Artificial intelligence is being woven into multiple stages of clinical development and regulatory activity across the pharmaceutical sector, and that adoption could materially improve profitability for major drugmakers, according to Bernstein.
The research firm reported that AI tools are now applied to trial design, patient recruitment and the automation of regulatory submissions. These applications are helping companies tighten protocols, find and enroll patients more quickly and cut the time spent preparing regulatory documentation. Collectively, Bernstein estimates these gains could shorten drug development timelines by roughly 18 months and reduce research and development spending by about 5% over the next several years.
Developing a new medicine traditionally takes well over a decade and requires heavy upfront investment before a product reaches the market. A large share of the time and cost burden falls in the clinical trial and regulatory phases, where trial enrollment, data management and regulatory filings drive complexity and expense.
Bernstein highlighted several concrete ways AI is applied in these phases. Machine analysis of historical trial data can inform protocol improvements, while algorithms can support better selection of clinical sites and more effective monitoring of patients during trials. These changes can cut delays, reduce the need for costly protocol amendments and accelerate the preparation of regulatory submissions.

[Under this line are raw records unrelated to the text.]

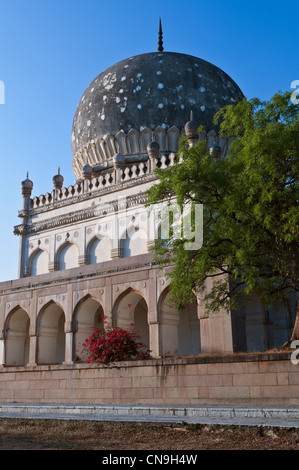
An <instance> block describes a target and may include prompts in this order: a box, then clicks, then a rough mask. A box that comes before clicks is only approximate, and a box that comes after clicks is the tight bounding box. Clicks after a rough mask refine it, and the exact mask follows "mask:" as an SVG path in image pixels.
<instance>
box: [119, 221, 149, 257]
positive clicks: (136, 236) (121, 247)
mask: <svg viewBox="0 0 299 470" xmlns="http://www.w3.org/2000/svg"><path fill="white" fill-rule="evenodd" d="M147 241H148V238H147V233H146V232H145V230H143V229H142V228H139V226H138V225H136V226H134V225H133V224H131V225H129V226H128V227H127V228H126V230H125V231H124V232H123V234H122V236H121V238H120V245H121V252H122V254H123V257H124V258H129V257H131V256H138V255H143V254H145V253H147V252H148V249H147Z"/></svg>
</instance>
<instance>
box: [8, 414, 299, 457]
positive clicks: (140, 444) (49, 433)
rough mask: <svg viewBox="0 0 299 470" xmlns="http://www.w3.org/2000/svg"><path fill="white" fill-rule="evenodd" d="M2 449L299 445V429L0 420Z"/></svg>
mask: <svg viewBox="0 0 299 470" xmlns="http://www.w3.org/2000/svg"><path fill="white" fill-rule="evenodd" d="M1 450H101V451H119V450H123V451H134V450H135V451H137V450H147V451H148V450H156V451H157V450H160V451H163V450H164V451H167V450H170V451H171V450H172V451H173V450H177V451H179V450H180V451H187V450H189V451H190V450H199V451H200V450H299V429H294V428H292V429H282V428H263V427H245V426H244V427H236V426H220V425H214V426H207V425H194V424H193V425H188V424H184V423H181V424H149V423H123V422H101V421H79V420H70V421H68V420H42V419H38V420H34V419H0V451H1Z"/></svg>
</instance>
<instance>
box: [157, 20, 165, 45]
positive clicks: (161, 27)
mask: <svg viewBox="0 0 299 470" xmlns="http://www.w3.org/2000/svg"><path fill="white" fill-rule="evenodd" d="M158 51H159V52H163V51H164V47H163V32H162V22H161V18H160V22H159V41H158Z"/></svg>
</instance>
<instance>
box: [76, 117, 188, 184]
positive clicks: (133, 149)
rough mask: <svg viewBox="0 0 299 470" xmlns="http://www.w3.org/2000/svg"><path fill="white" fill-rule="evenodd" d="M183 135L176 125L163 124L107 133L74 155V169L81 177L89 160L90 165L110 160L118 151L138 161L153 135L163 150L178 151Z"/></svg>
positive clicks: (153, 136) (143, 153) (144, 152)
mask: <svg viewBox="0 0 299 470" xmlns="http://www.w3.org/2000/svg"><path fill="white" fill-rule="evenodd" d="M181 135H182V131H180V130H179V129H178V128H177V127H175V126H172V127H170V128H169V129H168V130H166V129H164V128H163V127H162V126H159V127H157V128H156V129H155V130H154V131H152V130H151V129H149V128H148V127H144V128H143V129H142V131H141V132H138V131H137V130H135V129H131V130H130V131H129V132H128V133H127V134H126V133H125V132H123V131H119V132H118V133H117V134H116V135H115V136H113V135H106V136H104V137H102V138H99V139H97V140H96V141H92V142H90V143H89V144H88V145H87V146H86V147H84V148H82V149H81V150H80V151H78V152H77V153H76V154H75V155H74V159H73V164H72V166H73V171H74V173H75V175H76V177H77V178H80V176H81V173H82V169H83V166H84V165H85V164H86V163H87V162H88V163H89V164H90V165H99V164H101V163H103V162H109V161H111V160H112V158H113V156H114V155H115V154H116V153H121V154H123V155H124V156H129V155H130V156H134V157H135V159H136V161H137V160H138V156H140V155H143V156H144V155H147V146H148V144H149V143H150V142H151V140H152V137H154V139H155V140H156V142H158V144H159V145H160V150H161V151H162V152H177V150H178V142H179V139H180V137H181ZM133 160H134V158H133Z"/></svg>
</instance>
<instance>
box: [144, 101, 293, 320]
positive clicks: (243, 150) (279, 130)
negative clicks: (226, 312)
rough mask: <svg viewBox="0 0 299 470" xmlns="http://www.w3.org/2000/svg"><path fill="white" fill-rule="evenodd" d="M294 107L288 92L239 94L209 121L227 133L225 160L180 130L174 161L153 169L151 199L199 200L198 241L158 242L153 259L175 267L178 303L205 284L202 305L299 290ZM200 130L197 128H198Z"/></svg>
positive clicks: (279, 294) (278, 299) (211, 304)
mask: <svg viewBox="0 0 299 470" xmlns="http://www.w3.org/2000/svg"><path fill="white" fill-rule="evenodd" d="M298 111H299V106H298V105H294V104H292V103H291V102H290V93H277V94H276V95H275V96H274V97H273V98H272V99H271V100H270V101H268V102H261V101H260V100H258V99H253V100H250V101H249V100H247V99H245V98H244V99H243V100H242V101H240V102H238V103H237V104H234V105H228V106H226V107H225V108H223V109H222V110H220V111H219V112H218V113H217V114H216V116H215V119H214V122H215V124H217V125H218V126H219V128H220V133H221V135H223V136H225V137H227V138H228V139H230V147H229V152H228V155H227V156H226V157H225V158H222V157H218V158H217V157H215V156H213V155H212V154H210V151H209V148H208V147H207V143H206V141H205V140H199V141H198V143H197V144H196V145H195V146H193V147H190V148H189V147H188V143H187V139H186V137H185V136H184V137H183V138H182V140H181V142H180V148H179V152H178V156H181V157H183V158H182V161H181V163H179V161H178V156H177V162H176V164H175V165H174V166H172V167H170V168H168V169H163V170H157V174H158V176H159V183H158V184H156V185H154V186H153V187H152V188H151V189H150V190H149V191H148V205H149V206H151V204H156V203H158V202H159V201H161V200H164V201H169V203H170V204H171V198H173V197H174V198H175V199H176V200H177V202H178V204H180V205H181V206H182V205H183V204H185V203H191V204H203V246H202V247H201V248H200V249H199V250H195V251H190V250H186V249H185V242H186V240H184V239H183V238H182V239H179V240H177V239H175V238H174V237H170V238H169V239H168V240H163V241H162V240H158V241H157V242H156V245H155V260H156V262H158V263H159V264H160V266H161V268H163V267H165V266H167V265H172V266H173V269H172V272H171V274H170V277H171V281H172V284H171V285H172V288H171V299H172V301H173V302H174V303H175V304H176V305H177V307H178V308H182V307H183V305H184V304H185V303H186V302H188V301H190V300H191V299H192V296H193V293H194V291H199V290H202V289H203V286H204V282H205V281H206V280H207V279H209V278H211V279H213V281H214V287H213V288H212V290H211V291H209V292H208V293H206V301H207V307H208V309H209V310H210V311H215V310H217V309H218V308H219V306H221V305H222V306H226V305H229V306H230V307H231V308H234V307H236V306H237V305H238V304H239V303H240V302H242V301H243V300H244V296H246V295H248V294H250V293H252V292H257V293H258V294H259V295H260V297H261V299H262V301H263V302H264V303H265V304H269V303H272V302H274V301H276V300H285V299H286V297H287V294H288V293H289V292H291V291H298V287H299V282H298V281H299V280H298V272H299V271H298V258H299V256H298V234H299V230H298V227H299V211H298V200H299V195H298V157H299V112H298ZM201 131H202V128H200V129H199V132H201Z"/></svg>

The firm argues that faster development not only reduces costs but also extends the effective revenue window for new drugs by bringing products to market earlier - ahead of patent expiry and the onset of generic competition. When combined with lower R&D expenditures, earlier launch timing could drive a meaningful gain in operating profit for large pharmaceutical companies, Bernstein said.
Bernstein expects that the largest, globally integrated pharmaceutical companies will be the primary beneficiaries. Those organizations typically possess the scale, accumulated datasets and infrastructure needed to deploy AI tools effectively across international clinical programs. The research note cited specific examples of companies it sees as well positioned to capture these efficiencies, naming Daiichi Sankyo, Takeda and Astellas.
Despite the productivity upside, Bernstein cautioned that AI is unlikely to overturn the industry’s fundamental economics. Drug development will remain capital-intensive and subject to strict regulation, the firm said, meaning the sector’s business model is not expected to change in a structural way even as AI raises productivity.
Implications
For investors and market participants, the combination of shortened timelines and modest cuts to R&D spending implies a potential lift to profitability for major pharmaceutical firms, particularly those with global clinical development capabilities and deep data assets.